Me too, and did you notice the part where abandoning the equality part turned out badly for everyone but the pigs?

That's what I see the whole Libertarian/Republican/conservative philosophy as doing -- cutting the last ties we have to a sense that equality is important, so the pigs can get all the apples and milk.

...and I think we'd agree that by the time the pigs started changing the rules in secret, they'd stopped with the good intentions.

But they weren't subject to term limits, electoral competition, or C-SPAN, either.

In short, I see you as wanting to move all real lawmaking into private hands, where the rules are changed in secret, where the law is bent unfairly to benefit the pigs, and in the end, we'll all work harder for less food, and get sent to the glue factory when our usefulness is at an end.

You're more afraid of elected officials doing wrong than unelected capitalists, how strange. They don't even have good intentions, just selfish ones.

volumptuoussays...

>> ^blankfist:
DFT, What about those who do not wish to have kids and do not wish to pay for the kids of others?


Here's my answer:
TOO FUCKING BAD

This is what society is all about, you douche. Rising tides lift all ships, innit?
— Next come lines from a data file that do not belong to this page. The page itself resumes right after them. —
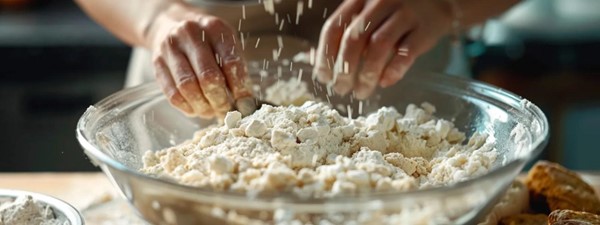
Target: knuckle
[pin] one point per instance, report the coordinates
(186, 84)
(210, 75)
(211, 23)
(173, 96)
(382, 39)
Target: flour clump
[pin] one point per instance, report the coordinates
(312, 151)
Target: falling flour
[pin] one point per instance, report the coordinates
(314, 152)
(24, 210)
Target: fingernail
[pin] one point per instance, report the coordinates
(342, 89)
(246, 106)
(186, 108)
(393, 75)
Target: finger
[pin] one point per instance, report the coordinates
(229, 57)
(207, 72)
(380, 48)
(355, 39)
(185, 79)
(163, 76)
(415, 44)
(331, 35)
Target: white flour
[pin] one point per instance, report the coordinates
(24, 210)
(312, 151)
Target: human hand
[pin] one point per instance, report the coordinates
(197, 61)
(369, 42)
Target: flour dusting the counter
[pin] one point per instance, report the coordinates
(313, 151)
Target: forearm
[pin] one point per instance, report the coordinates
(477, 11)
(130, 20)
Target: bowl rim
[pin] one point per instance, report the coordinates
(478, 86)
(71, 213)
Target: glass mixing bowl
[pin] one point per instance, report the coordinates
(116, 132)
(63, 212)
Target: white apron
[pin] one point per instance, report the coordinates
(260, 24)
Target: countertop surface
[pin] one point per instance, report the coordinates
(83, 190)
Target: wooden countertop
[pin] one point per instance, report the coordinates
(78, 189)
(83, 189)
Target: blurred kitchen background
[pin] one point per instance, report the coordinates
(55, 62)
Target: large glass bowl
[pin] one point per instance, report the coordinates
(117, 131)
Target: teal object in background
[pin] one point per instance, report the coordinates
(581, 150)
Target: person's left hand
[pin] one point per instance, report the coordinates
(370, 42)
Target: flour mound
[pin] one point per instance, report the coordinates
(314, 152)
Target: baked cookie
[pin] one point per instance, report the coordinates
(553, 187)
(525, 219)
(514, 201)
(565, 216)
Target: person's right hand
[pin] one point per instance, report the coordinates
(197, 61)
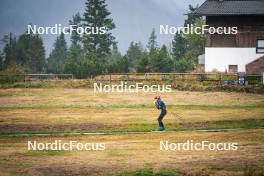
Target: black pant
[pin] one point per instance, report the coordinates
(162, 114)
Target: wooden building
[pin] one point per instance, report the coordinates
(232, 52)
That's the thing I really despise most about libertarians; their horrible selfishness, and utter disdain for those around them.

Societies are only as great as their poorest individuals. (weakest link in a chain) But you take the pure and simple concept of helping other people who don't have the means to help themselves, to mean that everyone can just sit on their asses at home and do nothing, and that's not what anyone wants. Especially not those who need help.

Selfish, selfish, selfish. I can't believe this kind of "fuck you, I got what's mine" attitude.

NetRunnersays...

>> ^blankfist:
Haha. I think the Libertarian would be okay donating to a local fire department or more specifically paying "user fees". It's the poor, lazy armchair liberal too preoccupied with his politics and art to get a "real job" that would be too poor to afford to contribute to a local fire department, so he'd ask we force that rich Libertarian to pay for him and all of us.


So, to you, a society that says "let the poor burn" is morally superior?

Are all people who're poor lazy?

What's the income level that determines whether someone is too lazy to save? The market price of "fire service"?

Isn't that putting a price on human life?

Isn't that equating how much I earn to my value to society? Isn't that saying it's not worth society saving someone if their value isn't high enough?

blankfistsays...

^Oh? You don't currently pay for your fire department? Wow, you and NR live in some great places! You with your free fire department and NR with his own police sentry outside his home. I'm moving there!

NetRunnersays...

>> ^blankfist:
NR with his own police sentry outside his home.


You're turning into a Republican by not answering fair questions and repeating debunked talking points.

Then again, as a man of 87, it probably winded you just reading the thread.

dystopianfuturetodaysays...

Check out the BSG miniseries first. If you like it, check out the whole series. In the first part of the 3rd season, they riff on the Iraq occupation, with the Cyclons as Americans and the humans as 'Iraqi's/Insurgents'. It's smart and edgy and all that, you'd both dig it.

I dug both Iron Man and Batman. Apples and oranges, tho.